I’ve not been all that public about my new position at Columbia College Chicago. Fifty years ago, people would have called it radio silence. But in this age of the always-on newsfeed this silence merits little note. Except my own. Because the silence has been mine. And hopefully, now it’s over. Moving is complicated. So is a new job. And a new city. And saying goodbye to friends. And a slew of garden-variety complications exacerbated by any move. Needless to say, I’m somewhat settled again.
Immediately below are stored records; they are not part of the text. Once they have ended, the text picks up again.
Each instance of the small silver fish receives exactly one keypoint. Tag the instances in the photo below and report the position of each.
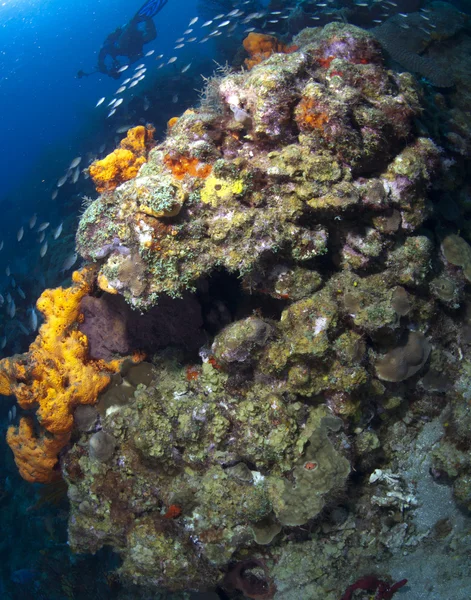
(75, 162)
(69, 262)
(22, 327)
(62, 180)
(11, 310)
(57, 231)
And the first thing I want to say is that I’m incredibly proud and thankful to be working at Columbia College Chicago (which I’ll now refer to as CCC). So far, the students have been a revelation. Most coming from a lower-middle class background with a career-focuses embedded somewhere within the arts or arts-supporting-professions. I’ve got dancers, radio producers, set designers, fashion majors, music agency, etc. A solid percentage of my students’ experience of academic environments is that of the outsider with plenty of brains and ambition, but little correspondence between their own investments/preoccupations and the most standard academic focuses of high schools and larger academic institutions. To some degree–and I’ll admit I’m a newbie just trying to get a foothold–I get the sense that this is a place that attracts academic “outsiders.” But of a relatively specific sort. Not the sort who arrive at an institution ill-prepared to dive-in to the rigors of a traditional four-year university. And not the sort who lack the focus to succeed. Rather, I’m getting the sense that most of my students are young men and women who’ve finally found a place that has institutionalized and certified the professionalization and career tracks in which they are interested.
It’s basically a large, urban college for creatives. Smart, motivated, and surprising students. To some extent, I can’t believe how lucky I am.
As an undergraduate, I majored in Architecture for a year, ended up only a credit short for a studio-arts minor, and majored in English Literature. My master’s degree is in Creative Writing with an emphasis in poetry. And after graduate school, I spent four-years as a full-time potter. The fine arts have always been a part of my life, and that background provides me with a wealth of knowledge–and surprising street cred–with these students. It’s something I’ve not experienced before.
While I’m here, I’m going to be making some major changes to my teaching practices. Not at all re-inventing myself. Rather, I now feel I have the freedom (from the administration) and the trust (of my colleagues and students) to push the limits of this particular institution in terms of digital writing practices in the first-year composition classroom. My first-semester course students will be producing both audio-projects and audio-visual digital projects. The texts we’ll be “reading” will encompass audio texts, online video, blogs, and selections from longer graphic texts.
I’ll soon be posting my course website for anyone who’s interested. Thanks for stopping by.